Would be nice if it was clicky.

From wordle.net.

Feeling energetic, or is that just the coffee?

As my current interests keep chopping and changing so much, and I don't feel like I should blog until I get settled in to a particular thing, I end up never blogging. So I'm going to start blogging more, even if I haven't fully found my feet in a particular area. This may bean my posts end up being a bit half baked, but at least I will actually blog! So on with my first uncooked, possible indigestible post...

Over the weekend I saw a friend, and I pestered him about things he knows a lot about. Also he, and his wife, gave me some good advice about life in general, and I've started this week feeling much more alive and ready to put my energy in to something, that doesn't just benefit me. I've been thinking for while that I'd like to contribute to an open source project, but it has been hard to find something that I feel I can contribute to. I'm still suffering from feeling very much under qualified, and in no way 1337 enough to contribute any project, let alone one like Mono that is a fairly big, well known one.

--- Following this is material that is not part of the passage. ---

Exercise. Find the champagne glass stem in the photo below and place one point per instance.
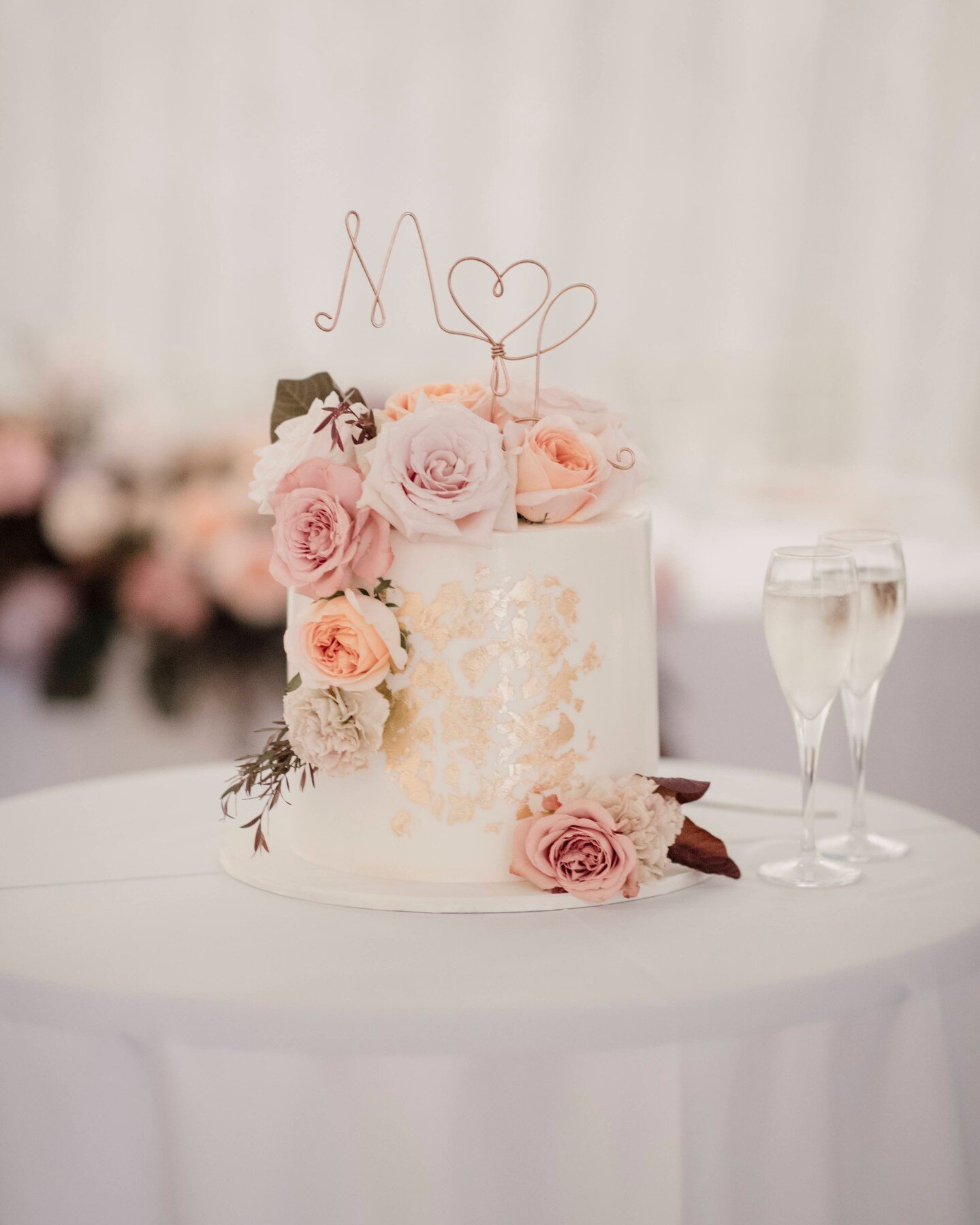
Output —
(858, 711)
(809, 735)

I'm going to start off with the basics, familiarise myself with the code base, maybe contribute a small bug fix or a documentation contribution. I'm currently grabbing the sources, and I'll have a look at them, and try to compile them on my MacBook later this evening. As I'm a Mac user by night I'm hoping that that might be something I can contribute, in particular improving MonoDevelop on Mac. Obviously anything like that is a long way off, but if I blog it here, I might actually stick to it, and overcome my inability to persevere at something.

I like the idea of contributing to Mono as it feels like it draws together several of my interests:

  • I like C#, in fact it might be my current favourite language, but
  • I'm a Mac user
  • I'm interested in language / framework design and implementation
  • I'm keen to learn more C++

So, my plan is to document my mini-adventure in to this project. Maybe it'll be of use to someone else, or at least be a reference for me.

Ok, so as I said I've been trying to get the sources over from the svn repo as I've been writing this. But what do you know, it is taking a long time, it's a big project... surprise, surprise! (Considering I like to thinking of myself as being fairly clever, I do amuse myself by how thick I can be sometimes.) Anyway, I got hold of sources from here as per the site. I'll have a play tonight, and let you know how I get on.

Friday 3 October 2008

New Home

A few moments ago I was blogging here. Then I realised that I don't want to be tied to a particular project or a particular set of things to blog about. Especially since I've moved away from Python. So, for now at least, this will be my new home.